Errors Related to Concurrency Code

Most often, the error you see related to accessing the database through concurrency code is Realm accessed from incorrect thread. This is due to the thread-isolation issues described on this page.

To avoid threading-related issues in code that uses Swift concurrency features:

• Upgrade to a version of the Swift SDK that supports actor-isolated databases, and use this as an alternative to manually managing threading. For more information, refer to Use Atlas Device SDK for Swift with Actors.

• Do not change execution contexts when accessing a database. If you open a database on the main thread to provide data for your UI, annotate subsequent functions where you access the database asynchronously with @MainActor to ensure it always runs on the main thread. Remember that await marks a suspension point that could change to a different thread.

• Apps that do not use actor-isolated databases can use the writeAsync API to perform a background write. This manages database access in a thread-safe way without requiring you to write specialized code to do it yourself. This is a special API that outsources aspects of the write process - where it is safe to do so - to run in an async context. Unless you are writing to an actor-isolated database, you do not use this method with Swift's async/await syntax. Use this method synchronously in your code. Alternately, you can use the asyncWrite API with Swift's async/await syntax when awaiting writes to asynchronous databases.

• If you want to explicitly write concurrency code that is not actor-isolated where accessing a database is done in a thread-safe way, you can explicitly pass instances across threads where applicable to avoid threading-related crashes.
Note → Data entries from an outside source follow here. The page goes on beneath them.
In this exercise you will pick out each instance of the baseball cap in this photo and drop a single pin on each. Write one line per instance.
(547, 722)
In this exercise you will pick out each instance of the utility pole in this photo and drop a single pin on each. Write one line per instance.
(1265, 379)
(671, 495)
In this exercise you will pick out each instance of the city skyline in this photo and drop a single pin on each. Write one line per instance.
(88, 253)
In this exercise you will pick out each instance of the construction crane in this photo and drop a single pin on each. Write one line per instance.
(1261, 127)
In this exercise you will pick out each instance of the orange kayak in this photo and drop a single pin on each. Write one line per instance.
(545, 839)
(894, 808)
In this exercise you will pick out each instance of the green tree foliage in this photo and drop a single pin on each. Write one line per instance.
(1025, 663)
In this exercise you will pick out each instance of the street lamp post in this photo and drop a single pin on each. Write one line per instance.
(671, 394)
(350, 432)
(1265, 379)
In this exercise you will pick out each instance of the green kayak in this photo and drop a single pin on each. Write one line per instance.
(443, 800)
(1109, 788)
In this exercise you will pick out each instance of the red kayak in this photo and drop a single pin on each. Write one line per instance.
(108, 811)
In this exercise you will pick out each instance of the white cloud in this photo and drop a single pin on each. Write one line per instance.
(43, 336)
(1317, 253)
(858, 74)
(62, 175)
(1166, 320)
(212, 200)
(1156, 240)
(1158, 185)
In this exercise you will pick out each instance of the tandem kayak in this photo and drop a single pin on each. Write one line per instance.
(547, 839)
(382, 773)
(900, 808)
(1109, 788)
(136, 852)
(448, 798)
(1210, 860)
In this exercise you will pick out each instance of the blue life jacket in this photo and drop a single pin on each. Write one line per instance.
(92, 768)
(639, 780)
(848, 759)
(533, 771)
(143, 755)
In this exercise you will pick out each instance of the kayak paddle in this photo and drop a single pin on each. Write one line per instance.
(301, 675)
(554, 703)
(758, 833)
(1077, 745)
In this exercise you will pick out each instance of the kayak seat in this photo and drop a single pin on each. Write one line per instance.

This does require a good understanding of the SDK's threading model, as well as being mindful of Swift concurrency threading behaviors.

Sendable, Non-Sendable, and Thread-Confined Types

The Swift SDK public API contains types that fall into three broad categories:

• Sendable

• Not Sendable and not thread confined

• Thread-confined

You can share types that are not Sendable and not thread confined between threads, but you must synchronize them.

Thread-confined types, unless frozen, are confined to an isolation context. You cannot pass them between these contexts even with synchronization.